Hongmeng system rights management details – learn new technology

This is the fourth day of my participation in Gwen Challenge

All applications in HarmonyOS run within the app sandbox. By default, an application can access only a limited number of system resources. The system manages the access permissions of applications to resources. Application permission management is a whole process involving the interface provider (Ability), interface user (application), system (including cloud side and end side), and users. It ensures that restricted interfaces are used normally under agreed rules and avoids interface abuse that may cause damage to users, applications, and devices.

Permission statement

• The application needs to declare the required permissions one by one in config.json using the “reqPermissions” attribute.
• If the third-party libraries used also involve permissions, they must be declared one by one in the config.json file of the application.
• Without the permission declared in config.json, the application cannot be granted this permission.

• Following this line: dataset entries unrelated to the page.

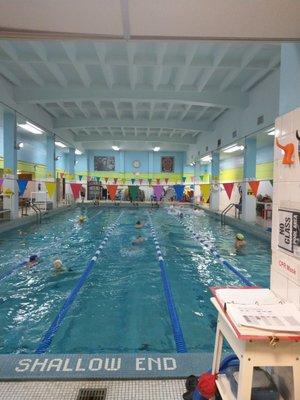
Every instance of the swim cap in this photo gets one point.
(57, 263)
(240, 236)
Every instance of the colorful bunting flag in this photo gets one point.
(51, 187)
(228, 188)
(205, 191)
(22, 183)
(179, 189)
(254, 186)
(112, 190)
(76, 187)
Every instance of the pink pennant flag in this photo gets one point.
(76, 187)
(228, 188)
(112, 190)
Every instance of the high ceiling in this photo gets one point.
(136, 94)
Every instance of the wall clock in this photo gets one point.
(136, 164)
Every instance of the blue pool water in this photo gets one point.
(121, 307)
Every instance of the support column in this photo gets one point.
(71, 161)
(51, 172)
(10, 164)
(248, 200)
(215, 177)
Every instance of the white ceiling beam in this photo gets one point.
(64, 123)
(182, 72)
(201, 113)
(228, 99)
(80, 68)
(274, 62)
(141, 138)
(9, 75)
(40, 50)
(159, 68)
(27, 68)
(208, 73)
(65, 109)
(246, 59)
(82, 110)
(184, 114)
(106, 69)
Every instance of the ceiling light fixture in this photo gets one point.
(207, 158)
(233, 148)
(60, 144)
(28, 126)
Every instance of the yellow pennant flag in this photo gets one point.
(51, 187)
(205, 191)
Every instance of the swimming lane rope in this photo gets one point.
(205, 243)
(47, 338)
(6, 274)
(176, 327)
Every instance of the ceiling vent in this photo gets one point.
(260, 120)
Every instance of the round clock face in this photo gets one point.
(136, 164)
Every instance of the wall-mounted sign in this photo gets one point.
(289, 231)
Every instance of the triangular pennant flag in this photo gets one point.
(112, 190)
(228, 188)
(205, 191)
(50, 186)
(133, 192)
(76, 187)
(179, 189)
(158, 192)
(22, 183)
(254, 186)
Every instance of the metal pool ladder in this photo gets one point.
(226, 210)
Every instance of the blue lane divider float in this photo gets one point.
(47, 338)
(176, 327)
(6, 274)
(205, 243)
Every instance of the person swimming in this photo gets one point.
(33, 261)
(81, 219)
(139, 224)
(240, 241)
(138, 240)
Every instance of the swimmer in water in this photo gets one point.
(240, 241)
(33, 261)
(138, 240)
(81, 219)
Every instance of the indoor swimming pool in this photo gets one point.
(121, 307)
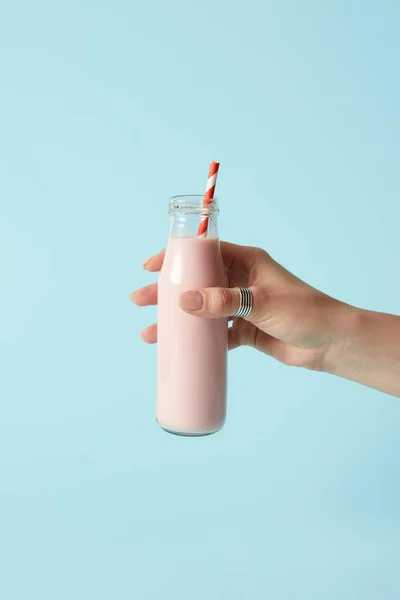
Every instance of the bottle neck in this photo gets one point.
(188, 212)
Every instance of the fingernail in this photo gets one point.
(191, 300)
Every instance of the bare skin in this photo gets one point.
(292, 321)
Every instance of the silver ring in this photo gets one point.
(246, 303)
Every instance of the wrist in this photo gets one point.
(347, 328)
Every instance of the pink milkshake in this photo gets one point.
(192, 351)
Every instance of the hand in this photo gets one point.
(290, 320)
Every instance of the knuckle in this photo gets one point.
(218, 299)
(262, 302)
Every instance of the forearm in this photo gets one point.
(367, 349)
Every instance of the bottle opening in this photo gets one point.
(192, 205)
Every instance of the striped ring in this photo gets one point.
(245, 304)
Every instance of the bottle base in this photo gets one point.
(190, 433)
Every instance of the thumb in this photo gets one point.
(214, 303)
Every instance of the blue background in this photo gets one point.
(107, 109)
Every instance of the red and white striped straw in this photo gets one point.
(208, 196)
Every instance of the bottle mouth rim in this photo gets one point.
(192, 204)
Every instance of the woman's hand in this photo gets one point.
(290, 320)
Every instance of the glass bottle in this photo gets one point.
(192, 351)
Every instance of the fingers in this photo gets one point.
(146, 296)
(243, 333)
(154, 263)
(149, 334)
(215, 303)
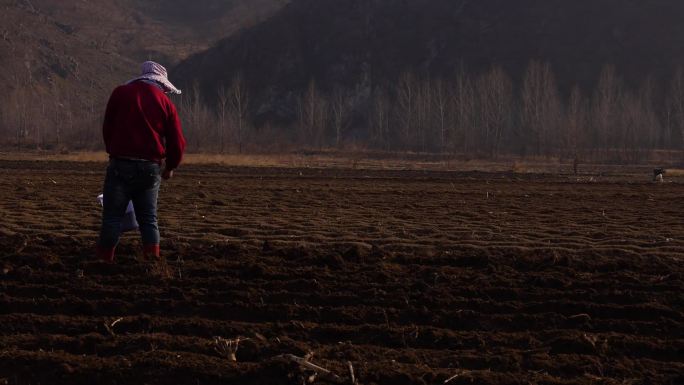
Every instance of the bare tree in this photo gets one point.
(379, 120)
(605, 109)
(575, 123)
(407, 91)
(495, 101)
(239, 102)
(312, 115)
(541, 108)
(676, 104)
(465, 114)
(339, 107)
(222, 116)
(441, 115)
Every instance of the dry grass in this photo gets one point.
(362, 160)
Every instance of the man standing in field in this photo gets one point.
(141, 128)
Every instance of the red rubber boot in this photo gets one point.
(151, 251)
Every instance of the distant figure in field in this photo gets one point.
(141, 128)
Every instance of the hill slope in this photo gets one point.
(61, 60)
(359, 44)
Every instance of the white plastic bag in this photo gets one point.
(128, 222)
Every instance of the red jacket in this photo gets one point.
(141, 122)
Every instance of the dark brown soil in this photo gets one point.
(413, 277)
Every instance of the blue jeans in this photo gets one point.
(130, 180)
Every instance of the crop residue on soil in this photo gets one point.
(413, 277)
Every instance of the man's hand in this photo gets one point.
(167, 174)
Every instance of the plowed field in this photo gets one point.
(412, 277)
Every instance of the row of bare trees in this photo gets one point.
(485, 114)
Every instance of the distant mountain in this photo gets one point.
(61, 59)
(362, 44)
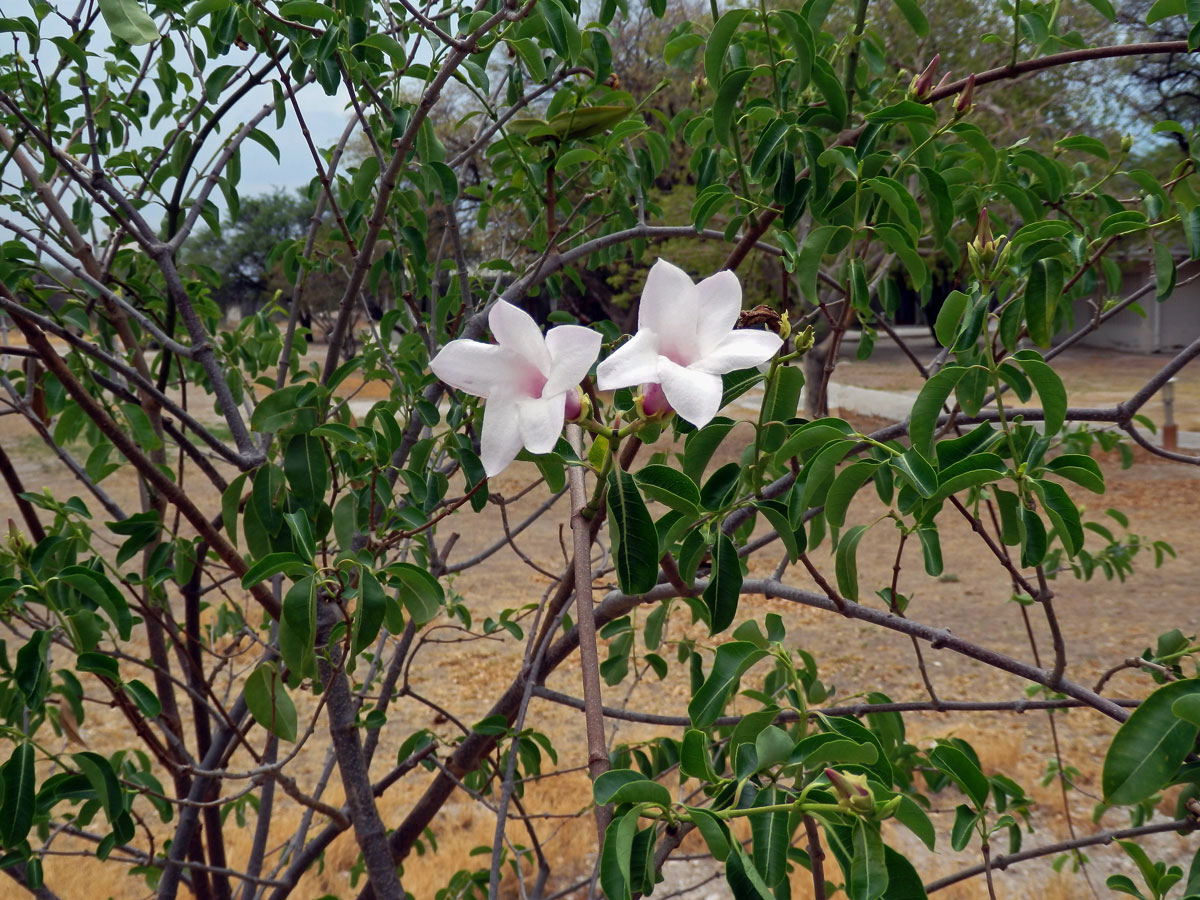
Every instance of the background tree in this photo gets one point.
(264, 611)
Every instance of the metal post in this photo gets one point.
(1170, 430)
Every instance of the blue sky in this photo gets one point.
(325, 115)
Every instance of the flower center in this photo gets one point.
(531, 382)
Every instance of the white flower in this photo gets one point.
(685, 341)
(527, 379)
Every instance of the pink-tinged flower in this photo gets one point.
(529, 381)
(685, 341)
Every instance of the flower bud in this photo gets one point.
(888, 809)
(966, 99)
(853, 793)
(923, 83)
(576, 406)
(17, 543)
(805, 340)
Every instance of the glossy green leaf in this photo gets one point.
(274, 564)
(18, 795)
(965, 773)
(913, 468)
(269, 702)
(731, 661)
(928, 407)
(631, 533)
(719, 45)
(947, 324)
(846, 562)
(723, 593)
(670, 487)
(1049, 387)
(1149, 747)
(126, 19)
(419, 592)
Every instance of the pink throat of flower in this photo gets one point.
(532, 382)
(654, 401)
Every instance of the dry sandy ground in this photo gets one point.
(1104, 622)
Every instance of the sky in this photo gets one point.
(325, 115)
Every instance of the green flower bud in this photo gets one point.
(853, 793)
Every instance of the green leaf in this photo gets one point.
(731, 661)
(231, 499)
(694, 757)
(868, 867)
(1165, 9)
(617, 855)
(931, 550)
(928, 406)
(906, 111)
(719, 45)
(369, 612)
(1149, 747)
(817, 473)
(102, 778)
(1033, 539)
(916, 471)
(780, 520)
(1080, 468)
(419, 592)
(772, 834)
(846, 562)
(670, 487)
(744, 880)
(724, 585)
(274, 564)
(145, 699)
(714, 832)
(1042, 299)
(18, 795)
(1049, 387)
(904, 246)
(965, 773)
(641, 791)
(726, 103)
(949, 316)
(1063, 514)
(917, 821)
(771, 143)
(307, 9)
(847, 484)
(390, 47)
(700, 447)
(631, 533)
(126, 19)
(1081, 142)
(1164, 271)
(269, 702)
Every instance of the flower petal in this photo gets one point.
(541, 421)
(573, 349)
(669, 301)
(696, 396)
(475, 367)
(739, 349)
(634, 363)
(515, 330)
(501, 439)
(720, 301)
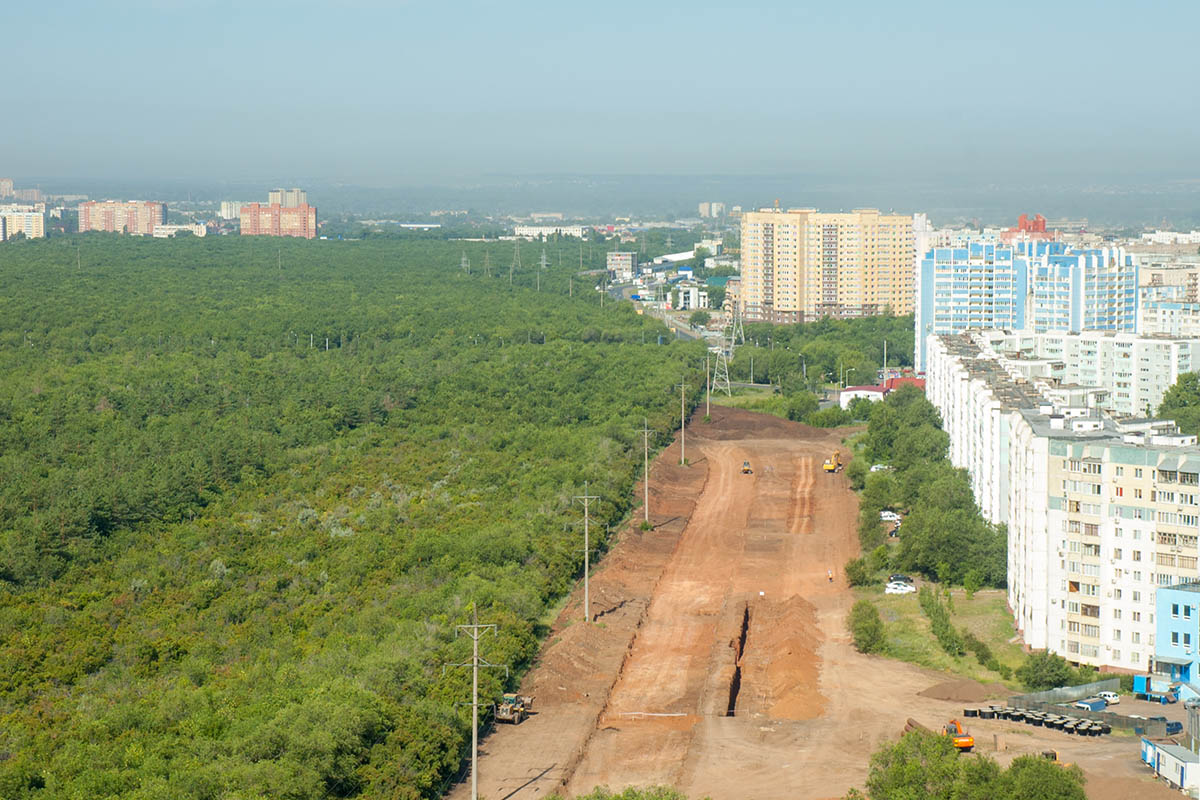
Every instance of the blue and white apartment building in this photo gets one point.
(1035, 286)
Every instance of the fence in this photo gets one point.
(1053, 701)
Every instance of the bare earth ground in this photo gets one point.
(726, 605)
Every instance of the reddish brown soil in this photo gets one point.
(732, 582)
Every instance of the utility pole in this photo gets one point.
(708, 390)
(646, 469)
(587, 551)
(475, 631)
(683, 425)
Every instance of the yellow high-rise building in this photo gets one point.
(802, 264)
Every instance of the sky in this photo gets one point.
(389, 94)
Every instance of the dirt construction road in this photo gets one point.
(718, 662)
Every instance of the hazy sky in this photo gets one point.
(395, 92)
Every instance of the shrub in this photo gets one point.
(857, 572)
(867, 627)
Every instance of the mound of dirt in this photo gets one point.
(966, 691)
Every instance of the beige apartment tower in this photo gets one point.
(803, 264)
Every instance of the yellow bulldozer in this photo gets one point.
(514, 708)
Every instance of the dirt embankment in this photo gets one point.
(719, 662)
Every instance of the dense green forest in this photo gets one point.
(252, 486)
(945, 534)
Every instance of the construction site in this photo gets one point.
(718, 660)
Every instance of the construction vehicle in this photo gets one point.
(514, 708)
(963, 740)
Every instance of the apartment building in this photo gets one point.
(287, 198)
(1039, 286)
(27, 220)
(1077, 290)
(1129, 372)
(803, 264)
(622, 265)
(978, 286)
(539, 232)
(274, 220)
(231, 209)
(1101, 512)
(113, 216)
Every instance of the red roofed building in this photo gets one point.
(1030, 229)
(893, 384)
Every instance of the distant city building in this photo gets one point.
(27, 220)
(166, 232)
(691, 298)
(622, 265)
(538, 232)
(275, 220)
(1030, 230)
(978, 286)
(1081, 290)
(1171, 238)
(231, 209)
(113, 216)
(289, 198)
(1039, 286)
(802, 264)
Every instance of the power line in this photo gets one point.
(587, 551)
(646, 468)
(475, 631)
(683, 425)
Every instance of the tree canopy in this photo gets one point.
(245, 506)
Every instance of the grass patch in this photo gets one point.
(766, 401)
(911, 639)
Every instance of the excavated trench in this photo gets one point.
(739, 648)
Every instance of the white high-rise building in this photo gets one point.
(1099, 512)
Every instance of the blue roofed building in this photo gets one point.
(1029, 286)
(1177, 636)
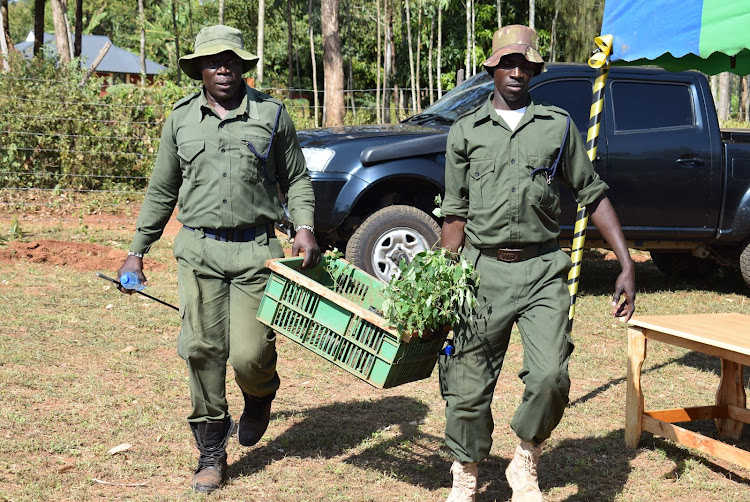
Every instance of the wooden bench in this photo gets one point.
(726, 336)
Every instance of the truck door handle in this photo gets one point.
(689, 162)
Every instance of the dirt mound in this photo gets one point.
(81, 256)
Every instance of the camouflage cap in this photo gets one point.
(214, 40)
(514, 39)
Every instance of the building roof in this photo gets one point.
(116, 60)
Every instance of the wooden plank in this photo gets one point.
(731, 390)
(737, 413)
(689, 414)
(697, 442)
(730, 331)
(711, 349)
(633, 394)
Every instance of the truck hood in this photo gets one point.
(379, 143)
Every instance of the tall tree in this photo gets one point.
(532, 14)
(176, 38)
(314, 63)
(290, 47)
(261, 40)
(78, 29)
(38, 25)
(413, 79)
(378, 111)
(142, 23)
(333, 65)
(62, 36)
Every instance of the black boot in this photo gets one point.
(211, 438)
(254, 419)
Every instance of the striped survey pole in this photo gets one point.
(600, 61)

Dynamically apply for sensitive rights

Dynamic application for sensitive permissions Based on the principle that users can know and control, the application needs to actively invoke the interface that dynamically applies for permissions during running. The system pop-up box is authorized by users. Users can identify the rationality of applying for sensitive permissions based on the context of application running scenarios, so as to make a correct choice.

Even if the user grants the requested permission to the application, the application should check whether it has the requested permission before invoking the interface controlled by the requested permission. The application should not persist the previously granted state, because the user can cancel the requested permission by setting the Settings after the dynamic grant.

For more information about applying sensitive permissions dynamically, see Applying For Permissions dynamically.

Custom permissions

To prevent the interface provided by the application from being invoked maliciously, HarmonyOS authenticates the caller who invokes the interface.

In most cases, the permissions defined by the system meet the basic requirements of the application. If the application has special access control requirements, the application can use “defPermissions” in config.json: [] attribute to define new permissions, and through the “availableScope” and “grantMode” two attributes to determine the open scope of permissions and authorization mode, making the definition of permissions more flexible and easy to understand. For a detailed description of the scope of permission granted and the authorization mode in HarmonyOS, see The Permission Grant Mode Field Description and Permission Limit Scope Field Description.

You are advised to name new permissions with the first two fields of the package name to avoid the same name of user-defined permissions between applications of different developers.

Permission Protection methods

• Ability: protect Ability by setting “permissions” in Ability in config.json: [“

  Permission to name

  “] to protect the entire Ability that cannot be accessed by undesignated applications.

• Protect the API: When Ability provides more than one set of data or capabilities externally with different levels of access or protection, Callers identified by uid can be authenticated by verifyPermission(String permissionName, int PID, int UID) in interface code implementations for different data or capabilities.

Permission Usage Rules

• Permission application is minimized. Do not apply for permissions that have nothing to do with the functions provided by users; Try to use other actions that do not require permissions to implement corresponding functions (for example, using intent to pull up the system UI interface for user interaction, or using the application to generate its own UUID instead of the device ID).
• The permission application is complete. The permissions required by the application (including the permissions dependent on third-party libraries that the application calls) are declared in the application’s config.json format one by one.
• It is known to the user. The purpose of applying for sensitive permissions must be truly and accurately communicated to users.
• Apply for permission nearby. When a user triggers a service function, the application prompts the user to grant the required permission for the function.
• Non-proliferation of permissions. It is not allowed to be used by other applications without the user’s authorization.
• Apply custom permissions to prevent duplicate names. You are advised to use the prefix of the package name to prevent the permissions from being the same as those defined by the system.

Local application data management

Provides storage and access to structured data on a single device. Using SQLite as a persistent storage engine, it provides multiple types of local databases, namely Relational Database and Object Relational Mapping Database. It also provides a Light Weight Preference Database to meet the needs of developers to persist and access application data using different data models.

Distributed data service

A distributed database synchronizes user data across devices, providing users with consistent data access experience on multiple terminals. By invoking a distributed data interface, an application can save data to a distributed database. A distributed database isolates data belonging to different applications by combining account numbers, application unique identifiers, and database triples.

Distributed File Service

Provides multi-terminal distributed sharing capability between multiple terminal devices for files created by applications on a single device. Each device stores a full copy of file metadata. Applications can access the same application file across devices through the path in the file metadata.

Data Storage Management

Application developers can query and manage storage paths, storage device lists, and storage device properties.